|
Map Of Latin American Dreams By Martin Weber
|
Nearby, an acrobat in La Nina, Argentina, contorts for the camera, her sign reading, "I want to be a lawyer." In La Habana, Cuba, a teen-age girl holds a stuffed bear: "I want to marry an American." A young girl sits on the ground at Maclovio Rojas, on the Mexico/U.S. border, holding a sign saying, "I want to be a police woman." To either side of her stand two other children: One holds a toy pistol pointed at her, the other slumps in a sheepish, head-down pose.
Through the signs, Weber makes his photography a platform for his subjects to tell the viewer about themselves -- they are represented as people with goals, dreams, desires, rather than just victims. Yet, of course, pathos remains in the gap between the opportunities that we perceive these people to have and the dreams they express.

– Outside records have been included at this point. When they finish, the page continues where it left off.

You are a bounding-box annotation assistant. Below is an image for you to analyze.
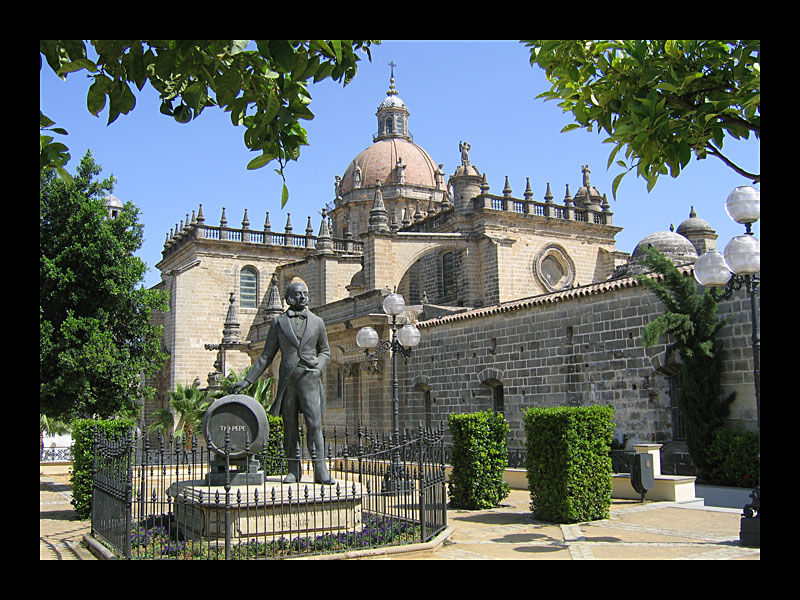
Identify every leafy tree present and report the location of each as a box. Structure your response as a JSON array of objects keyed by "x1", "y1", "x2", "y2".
[
  {"x1": 147, "y1": 383, "x2": 213, "y2": 448},
  {"x1": 523, "y1": 40, "x2": 761, "y2": 196},
  {"x1": 39, "y1": 152, "x2": 168, "y2": 421},
  {"x1": 637, "y1": 248, "x2": 736, "y2": 478},
  {"x1": 39, "y1": 40, "x2": 380, "y2": 205},
  {"x1": 217, "y1": 367, "x2": 275, "y2": 411}
]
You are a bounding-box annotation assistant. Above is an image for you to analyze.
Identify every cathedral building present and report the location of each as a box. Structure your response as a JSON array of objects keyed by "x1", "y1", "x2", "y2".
[{"x1": 152, "y1": 72, "x2": 755, "y2": 472}]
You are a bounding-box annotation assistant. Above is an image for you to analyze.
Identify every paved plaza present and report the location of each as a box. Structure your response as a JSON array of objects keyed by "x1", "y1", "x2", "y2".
[{"x1": 39, "y1": 472, "x2": 761, "y2": 560}]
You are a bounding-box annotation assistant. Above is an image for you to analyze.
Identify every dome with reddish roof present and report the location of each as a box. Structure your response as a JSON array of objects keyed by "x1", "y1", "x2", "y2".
[{"x1": 340, "y1": 137, "x2": 437, "y2": 195}]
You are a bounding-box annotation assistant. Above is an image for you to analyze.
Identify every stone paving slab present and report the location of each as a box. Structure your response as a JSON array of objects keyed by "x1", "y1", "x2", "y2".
[
  {"x1": 39, "y1": 474, "x2": 96, "y2": 560},
  {"x1": 381, "y1": 490, "x2": 761, "y2": 560},
  {"x1": 39, "y1": 474, "x2": 761, "y2": 560}
]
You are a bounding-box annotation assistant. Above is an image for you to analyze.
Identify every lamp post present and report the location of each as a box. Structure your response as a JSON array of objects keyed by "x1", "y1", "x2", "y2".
[
  {"x1": 356, "y1": 293, "x2": 420, "y2": 489},
  {"x1": 694, "y1": 185, "x2": 761, "y2": 547}
]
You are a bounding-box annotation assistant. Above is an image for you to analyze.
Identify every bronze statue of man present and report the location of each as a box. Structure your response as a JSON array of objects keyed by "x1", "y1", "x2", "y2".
[{"x1": 231, "y1": 282, "x2": 335, "y2": 485}]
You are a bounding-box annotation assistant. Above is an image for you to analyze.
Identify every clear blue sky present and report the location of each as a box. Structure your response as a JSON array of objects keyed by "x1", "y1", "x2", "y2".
[{"x1": 39, "y1": 40, "x2": 760, "y2": 287}]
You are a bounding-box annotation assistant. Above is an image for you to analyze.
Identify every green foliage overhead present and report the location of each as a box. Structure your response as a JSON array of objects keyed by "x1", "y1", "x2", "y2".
[
  {"x1": 637, "y1": 248, "x2": 736, "y2": 481},
  {"x1": 39, "y1": 152, "x2": 168, "y2": 421},
  {"x1": 39, "y1": 40, "x2": 380, "y2": 205},
  {"x1": 523, "y1": 40, "x2": 761, "y2": 196}
]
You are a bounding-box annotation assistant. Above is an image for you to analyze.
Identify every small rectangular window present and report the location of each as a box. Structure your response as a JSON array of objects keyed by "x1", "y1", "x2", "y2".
[{"x1": 239, "y1": 267, "x2": 258, "y2": 308}]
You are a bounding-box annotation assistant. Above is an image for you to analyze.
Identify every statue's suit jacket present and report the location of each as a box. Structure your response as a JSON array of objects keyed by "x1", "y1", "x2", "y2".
[{"x1": 245, "y1": 309, "x2": 331, "y2": 416}]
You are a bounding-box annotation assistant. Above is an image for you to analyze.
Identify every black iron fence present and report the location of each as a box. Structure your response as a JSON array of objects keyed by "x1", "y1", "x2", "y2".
[
  {"x1": 39, "y1": 446, "x2": 72, "y2": 462},
  {"x1": 92, "y1": 429, "x2": 447, "y2": 560}
]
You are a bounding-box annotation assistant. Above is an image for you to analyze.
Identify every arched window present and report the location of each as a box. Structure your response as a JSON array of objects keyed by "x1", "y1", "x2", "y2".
[{"x1": 239, "y1": 267, "x2": 258, "y2": 308}]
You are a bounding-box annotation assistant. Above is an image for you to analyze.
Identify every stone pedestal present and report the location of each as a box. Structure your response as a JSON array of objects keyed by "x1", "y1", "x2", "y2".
[
  {"x1": 633, "y1": 444, "x2": 662, "y2": 477},
  {"x1": 167, "y1": 477, "x2": 362, "y2": 539},
  {"x1": 739, "y1": 517, "x2": 761, "y2": 548}
]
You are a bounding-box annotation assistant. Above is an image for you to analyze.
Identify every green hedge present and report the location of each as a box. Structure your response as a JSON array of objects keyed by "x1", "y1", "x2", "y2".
[
  {"x1": 71, "y1": 419, "x2": 136, "y2": 520},
  {"x1": 258, "y1": 413, "x2": 289, "y2": 475},
  {"x1": 524, "y1": 406, "x2": 614, "y2": 523},
  {"x1": 706, "y1": 427, "x2": 761, "y2": 487},
  {"x1": 447, "y1": 410, "x2": 509, "y2": 510}
]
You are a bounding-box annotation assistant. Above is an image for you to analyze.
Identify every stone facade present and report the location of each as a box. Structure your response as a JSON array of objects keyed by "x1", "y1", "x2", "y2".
[{"x1": 146, "y1": 71, "x2": 755, "y2": 473}]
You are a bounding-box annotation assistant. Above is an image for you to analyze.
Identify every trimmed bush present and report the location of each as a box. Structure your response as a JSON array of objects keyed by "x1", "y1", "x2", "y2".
[
  {"x1": 447, "y1": 410, "x2": 509, "y2": 510},
  {"x1": 524, "y1": 406, "x2": 614, "y2": 523},
  {"x1": 71, "y1": 419, "x2": 136, "y2": 520},
  {"x1": 706, "y1": 427, "x2": 761, "y2": 487}
]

In the gallery at Silver Eye, Weber supplies a large chalkboard for viewers, so that we too can inscribe our dreams. The juxtapositions with the artwork can prove jarring, even sickening: Where one Weber photograph depicts a mother posing with her family in Son Onofre, Colombia, her sign reading, "That they return the remains of my son Jose Luis Olivo Cardena, victim of the paras (paramilitary)," a Silver Eye visitor has written: "That I owned the Steelers."